Rules are expensive to parse and evaluate and even more expensive for parallel jobs where we transform the numbers into specific jobs. The current execution path is:
Process the YAML files into a big Hash structure
Process the Hash in the normalizer class to expand parallel job definitions into the actual jobs
Evaluate the rules for each job to determine if it should be created or not.
Proposal
Because parallel jobs share the same rules, we should be able to evaluate them once, cache and share the result across all the jobs from the pipeline that's being created.
Risks
If someone uses the variables exposed by the parallel config (like CI_NODE_INDEX), the rules result could return a wrong value, but why would anyone do that?
@fabiopitino@furkanayhan I think this could be another low hanging fruit to improve pipeline creation speed for gitlab-org/gitlab since we use lots of parallel jobs.
@mbobin It depends on how complex it will be to fix this for parallel jobs. I see it generally makes sense but technically speaking the set of variables for each parallel job are different and could lead to different rules results.
This is a forced example and not sure how much sense it makes but it's only to illustrate the point:
we could hash each part separately so that we can understand various scenarios:
the rule is shared across very different jobs and the rule references variables from the pipeline context.
the job definition is the same across pipelines and only the project context is used.
But this would require us to also have an understanding of what context is used at each level of caching:
is the rule using only project-level context? E.g. if: $GITLAB_FEATURES =~ merge_trains.
is the rule using only pipeline-level context? E.g. if: $CI_COMMIT_BRANCH == $CI_DEFAULT_BRANCH.
is the rule using job-level context
Challenges:
changes (with rules:changes) affect the evaluation of rules and those would be hard to cache. We may give up on caching the entry if rules:changes is present.
Is this planned for only parallel or also parallel:matrix? If parallel:matrix is also affected, this won't be a viable solution because there are quite a few valid use cases for using the matrix variables in the rules.
@mbobin for example when you have a project that contains multiple individual projects that follow the same structure and ci needs. For example if you have a project containing helm charts.
For another use case I have two jobs for repository mirroring. Most projects have bidirectional mirroring, but for some I only want one-way mirroring. Instead of creating a new set of jobs for the one-way mirrors, I can just use rules and re-use the existing jobs:
I'm having a look at Ci::Config::Entry::Rules::Rule and thinking there might be a clever way to implement a generalized evaluated-rule caching strategy here. If we cooked up a ::Gitlab::Config::Entry::Cacheable module, it could look something like:
@furkanayhan@mbobin@drew hello all! I'm pinging you here because you've been most active in this issue. grouppipeline authoring has this issue scheduled for %17.6, but I'm worried that it's not ready to be worked on because of the possibility of breaking CI_NODE_INDEX (and other variables?). I see two scenarios ahead of us:
We try to implement this issue without breaking those variables, with the caveat that it may not be possible
We deprecate those variables, remove them in %18.0, and schedule this issue for %18.1
We close this issue as unworkable because it will break the matrix variables
I'm leaning towards 3 (closing this issue as unworkable) because there are other improvements we can make to pipeline creation performance, so I'd rather not spend time on this issue if it might not be possible. But…I'm not sure WDYT?

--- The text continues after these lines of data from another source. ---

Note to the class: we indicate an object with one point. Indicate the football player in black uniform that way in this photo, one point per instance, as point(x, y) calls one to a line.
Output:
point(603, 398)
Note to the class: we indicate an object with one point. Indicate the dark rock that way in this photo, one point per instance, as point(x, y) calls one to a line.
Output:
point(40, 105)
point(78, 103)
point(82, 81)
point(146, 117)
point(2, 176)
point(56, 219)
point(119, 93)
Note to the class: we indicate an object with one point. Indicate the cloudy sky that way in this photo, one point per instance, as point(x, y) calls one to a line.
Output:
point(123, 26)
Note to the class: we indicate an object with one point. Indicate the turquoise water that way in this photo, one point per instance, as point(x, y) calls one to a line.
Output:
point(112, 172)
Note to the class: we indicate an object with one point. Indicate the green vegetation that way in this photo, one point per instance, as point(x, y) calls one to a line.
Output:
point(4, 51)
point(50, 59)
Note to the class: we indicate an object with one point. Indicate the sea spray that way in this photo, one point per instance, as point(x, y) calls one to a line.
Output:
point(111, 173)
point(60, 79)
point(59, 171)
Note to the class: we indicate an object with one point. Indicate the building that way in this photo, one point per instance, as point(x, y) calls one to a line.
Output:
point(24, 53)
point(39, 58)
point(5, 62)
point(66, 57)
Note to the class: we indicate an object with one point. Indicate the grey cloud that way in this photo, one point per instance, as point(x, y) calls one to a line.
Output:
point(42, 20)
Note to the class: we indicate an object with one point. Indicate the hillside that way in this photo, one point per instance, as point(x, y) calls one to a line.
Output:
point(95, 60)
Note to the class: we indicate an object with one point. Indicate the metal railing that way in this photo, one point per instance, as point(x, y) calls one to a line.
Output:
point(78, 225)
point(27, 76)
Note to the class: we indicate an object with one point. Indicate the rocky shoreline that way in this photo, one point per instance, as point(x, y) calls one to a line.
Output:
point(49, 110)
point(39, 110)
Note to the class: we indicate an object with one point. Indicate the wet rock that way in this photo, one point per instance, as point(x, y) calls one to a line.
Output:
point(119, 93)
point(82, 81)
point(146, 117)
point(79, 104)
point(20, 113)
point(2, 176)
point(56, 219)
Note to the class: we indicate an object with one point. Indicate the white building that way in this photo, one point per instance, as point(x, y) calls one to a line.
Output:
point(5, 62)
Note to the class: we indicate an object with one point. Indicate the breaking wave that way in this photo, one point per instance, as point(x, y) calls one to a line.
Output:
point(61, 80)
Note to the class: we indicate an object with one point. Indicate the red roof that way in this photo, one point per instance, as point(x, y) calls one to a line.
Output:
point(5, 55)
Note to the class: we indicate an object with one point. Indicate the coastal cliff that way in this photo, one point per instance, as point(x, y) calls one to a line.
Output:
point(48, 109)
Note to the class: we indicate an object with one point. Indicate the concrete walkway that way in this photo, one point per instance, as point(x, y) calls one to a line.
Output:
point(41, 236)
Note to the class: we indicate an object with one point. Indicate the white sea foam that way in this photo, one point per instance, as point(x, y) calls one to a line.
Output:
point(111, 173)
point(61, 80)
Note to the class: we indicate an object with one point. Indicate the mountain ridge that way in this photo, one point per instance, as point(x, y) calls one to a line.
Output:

Eh, hard to say. @avielle Do you think we should leave this on ice until we get some kind of better measurement out of #469374?
It still sounds like a good idea in theory, but I haven't looked at this or thought about it since before the other caching improvements we've already made. So I have no idea what the current performance or potential benefit is.
At the very least, I would defer this and not work on it now.
@marknuzzo like #350057 (closed), this will speed up both the lint and pipeline creation endpoints, so I'm applying candidate17.3 to it. I'm also applying weight 4
!150805 (merged) : we added a cache for individual pattern globs of each exists clause.
!152843 (merged) : we added a cache for each whole changes clause.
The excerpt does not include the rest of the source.